45:4 Then Joseph said to his brothers, “Come closer to me.” And they came closer. He said, “I am your brother, Joseph, whom you sold into Egypt.

45:5 And now do not be distressed, or angry with yourselves, because you sold me here; for God sent me before you to preserve life.

45:6 For the famine has been in the land these two years; and there are five more years in which there will be neither plowing nor harvest.

45:7 God sent me before you to preserve for you a remnant on earth, and to keep alive for you many survivors.

45:8 So it was not you who sent me here, but God; he has made me a father to Pharaoh, and lord of all his house and ruler over all the land of Egypt.

45:9 Hurry and go up to my father and say to him, ‘Thus says your son Joseph, God has made me lord of all Egypt; come down to me, do not delay.

45:10 You shall settle in the land of Goshen, and you shall be near me, you and your children and your children’s children, as well as your flocks, your herds, and all that you have.

45:11 I will provide for you there–since there are five more years of famine to come–so that you and your household, and all that you have, will not come to poverty.’

45:15 And he kissed all his brothers and wept upon them; and after that his brothers talked with him.

[5] Psalm 37:1-11, 39-40

37:1 Do not fret because of the wicked; do not be envious of wrongdoers,

37:2 for they will soon fade like the grass, and wither like the green herb.

37:3 Trust in the LORD, and do good; so you will live in the land, and enjoy security.

37:4 Take delight in the LORD, and he will give you the desires of your heart.

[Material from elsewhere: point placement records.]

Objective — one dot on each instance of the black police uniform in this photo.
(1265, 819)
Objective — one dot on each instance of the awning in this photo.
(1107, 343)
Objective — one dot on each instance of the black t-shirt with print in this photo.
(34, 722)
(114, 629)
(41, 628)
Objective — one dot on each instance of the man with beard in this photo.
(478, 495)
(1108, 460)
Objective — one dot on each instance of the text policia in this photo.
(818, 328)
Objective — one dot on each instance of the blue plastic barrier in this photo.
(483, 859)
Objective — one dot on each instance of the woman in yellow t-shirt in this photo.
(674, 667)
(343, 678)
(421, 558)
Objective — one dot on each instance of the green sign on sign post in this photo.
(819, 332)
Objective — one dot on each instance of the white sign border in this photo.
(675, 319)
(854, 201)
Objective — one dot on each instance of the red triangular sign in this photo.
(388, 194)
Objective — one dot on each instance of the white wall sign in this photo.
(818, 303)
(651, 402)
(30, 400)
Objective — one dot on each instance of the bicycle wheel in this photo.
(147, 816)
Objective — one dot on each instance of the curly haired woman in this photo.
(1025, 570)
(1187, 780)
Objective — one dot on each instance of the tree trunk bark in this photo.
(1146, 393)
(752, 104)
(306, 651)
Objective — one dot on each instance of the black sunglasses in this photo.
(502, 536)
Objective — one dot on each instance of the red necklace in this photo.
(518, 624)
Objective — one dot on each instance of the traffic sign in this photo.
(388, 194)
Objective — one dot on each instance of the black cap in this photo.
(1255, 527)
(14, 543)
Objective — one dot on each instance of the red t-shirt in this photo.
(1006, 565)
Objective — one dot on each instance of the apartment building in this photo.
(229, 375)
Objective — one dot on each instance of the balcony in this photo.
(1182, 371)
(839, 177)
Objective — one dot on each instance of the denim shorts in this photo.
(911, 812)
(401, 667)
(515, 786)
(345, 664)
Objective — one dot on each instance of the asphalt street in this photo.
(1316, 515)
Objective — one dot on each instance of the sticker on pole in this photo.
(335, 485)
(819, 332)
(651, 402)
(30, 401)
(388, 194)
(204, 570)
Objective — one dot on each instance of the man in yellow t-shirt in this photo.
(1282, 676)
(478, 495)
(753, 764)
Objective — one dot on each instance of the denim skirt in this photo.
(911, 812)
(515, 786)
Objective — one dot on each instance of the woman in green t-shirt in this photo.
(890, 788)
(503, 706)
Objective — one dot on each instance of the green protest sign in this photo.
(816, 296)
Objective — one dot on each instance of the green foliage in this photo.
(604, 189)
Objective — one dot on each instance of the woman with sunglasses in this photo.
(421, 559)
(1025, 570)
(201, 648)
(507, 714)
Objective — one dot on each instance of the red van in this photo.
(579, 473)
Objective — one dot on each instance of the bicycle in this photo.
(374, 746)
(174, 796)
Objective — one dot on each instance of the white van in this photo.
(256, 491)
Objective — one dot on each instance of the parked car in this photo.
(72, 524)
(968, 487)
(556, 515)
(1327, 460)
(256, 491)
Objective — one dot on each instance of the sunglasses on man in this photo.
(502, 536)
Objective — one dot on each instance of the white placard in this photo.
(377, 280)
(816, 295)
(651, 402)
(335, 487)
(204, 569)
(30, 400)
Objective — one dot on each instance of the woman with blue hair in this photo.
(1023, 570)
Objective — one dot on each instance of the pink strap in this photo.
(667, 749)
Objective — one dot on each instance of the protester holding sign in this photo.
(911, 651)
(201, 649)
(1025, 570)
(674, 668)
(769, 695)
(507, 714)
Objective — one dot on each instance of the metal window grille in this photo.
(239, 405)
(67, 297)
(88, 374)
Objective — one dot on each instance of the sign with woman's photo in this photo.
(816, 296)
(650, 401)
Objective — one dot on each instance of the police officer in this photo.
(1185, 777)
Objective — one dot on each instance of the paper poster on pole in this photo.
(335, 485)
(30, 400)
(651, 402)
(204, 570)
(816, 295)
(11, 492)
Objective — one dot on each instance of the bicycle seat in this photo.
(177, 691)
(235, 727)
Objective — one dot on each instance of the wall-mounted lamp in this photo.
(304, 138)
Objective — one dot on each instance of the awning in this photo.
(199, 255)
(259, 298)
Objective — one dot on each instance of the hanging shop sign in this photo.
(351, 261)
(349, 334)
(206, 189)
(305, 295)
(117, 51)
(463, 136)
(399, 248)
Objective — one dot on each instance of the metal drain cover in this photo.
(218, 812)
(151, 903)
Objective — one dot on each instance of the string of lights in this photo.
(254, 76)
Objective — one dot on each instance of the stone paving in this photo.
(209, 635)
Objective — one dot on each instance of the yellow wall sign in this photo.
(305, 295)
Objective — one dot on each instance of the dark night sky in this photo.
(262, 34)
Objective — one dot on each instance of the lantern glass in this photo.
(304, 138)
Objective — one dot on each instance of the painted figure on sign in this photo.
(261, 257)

37:5 Commit your way to the LORD; trust in him, and he will act.

37:6 He will make your vindication shine like the light, and the justice of your cause like the noonday.

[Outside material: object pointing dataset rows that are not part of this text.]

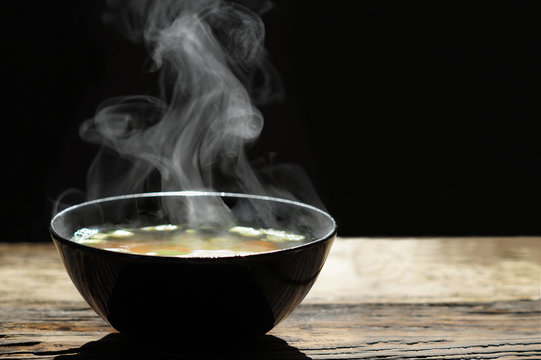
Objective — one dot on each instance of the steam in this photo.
(213, 69)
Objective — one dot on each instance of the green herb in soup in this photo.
(183, 241)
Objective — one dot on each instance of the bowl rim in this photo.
(190, 193)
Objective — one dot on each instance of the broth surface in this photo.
(183, 241)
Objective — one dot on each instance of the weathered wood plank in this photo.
(376, 299)
(503, 330)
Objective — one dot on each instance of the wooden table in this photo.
(433, 298)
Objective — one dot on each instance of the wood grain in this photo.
(375, 299)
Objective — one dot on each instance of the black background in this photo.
(411, 120)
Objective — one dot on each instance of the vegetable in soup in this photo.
(183, 241)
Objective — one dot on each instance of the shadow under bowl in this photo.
(200, 304)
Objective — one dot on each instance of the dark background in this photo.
(411, 120)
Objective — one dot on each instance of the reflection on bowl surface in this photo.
(193, 304)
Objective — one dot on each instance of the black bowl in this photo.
(189, 305)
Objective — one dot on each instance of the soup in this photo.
(184, 241)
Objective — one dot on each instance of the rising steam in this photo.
(213, 68)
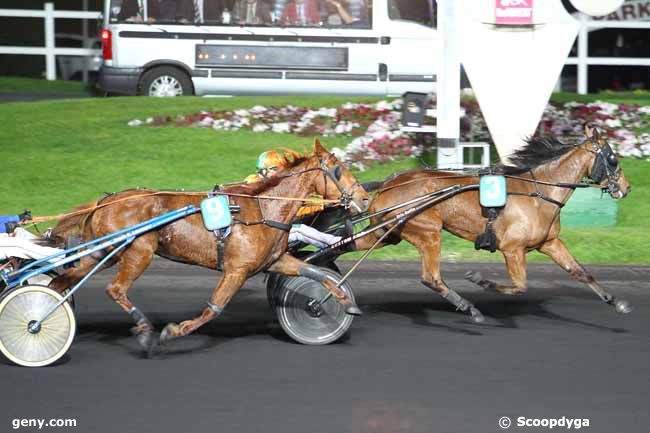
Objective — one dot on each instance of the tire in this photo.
(165, 81)
(291, 297)
(272, 287)
(24, 304)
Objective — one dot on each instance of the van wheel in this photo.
(165, 81)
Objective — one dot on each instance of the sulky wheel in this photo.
(35, 347)
(294, 298)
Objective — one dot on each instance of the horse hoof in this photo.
(474, 277)
(146, 339)
(477, 316)
(169, 333)
(622, 306)
(353, 310)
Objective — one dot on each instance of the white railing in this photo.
(50, 51)
(583, 60)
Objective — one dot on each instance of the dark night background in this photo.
(604, 43)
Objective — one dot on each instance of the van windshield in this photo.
(281, 13)
(418, 11)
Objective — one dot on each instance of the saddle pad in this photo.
(7, 219)
(216, 212)
(492, 191)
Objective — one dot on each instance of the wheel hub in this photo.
(314, 308)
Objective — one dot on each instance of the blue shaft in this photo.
(18, 277)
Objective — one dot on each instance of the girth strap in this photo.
(539, 194)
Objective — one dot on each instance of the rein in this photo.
(310, 200)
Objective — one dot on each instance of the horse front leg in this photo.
(230, 283)
(293, 267)
(557, 250)
(428, 244)
(516, 267)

37:7 Be still before the LORD, and wait patiently for him; do not fret over those who prosper in their way, over those who carry out evil devices.

37:8 Refrain from anger, and forsake wrath. Do not fret–it leads only to evil.

37:9 For the wicked shall be cut off, but those who wait for the LORD shall inherit the land.

37:10 Yet a little while, and the wicked will be no more; though you look diligently for their place, they will not be there.

37:11 But the meek shall inherit the land, and delight themselves in abundant prosperity.

37:39 The salvation of the righteous is from the LORD; he is their refuge in the time of trouble.

37:40 The LORD helps them and rescues them; he rescues them from the wicked, and saves them, because they take refuge in him.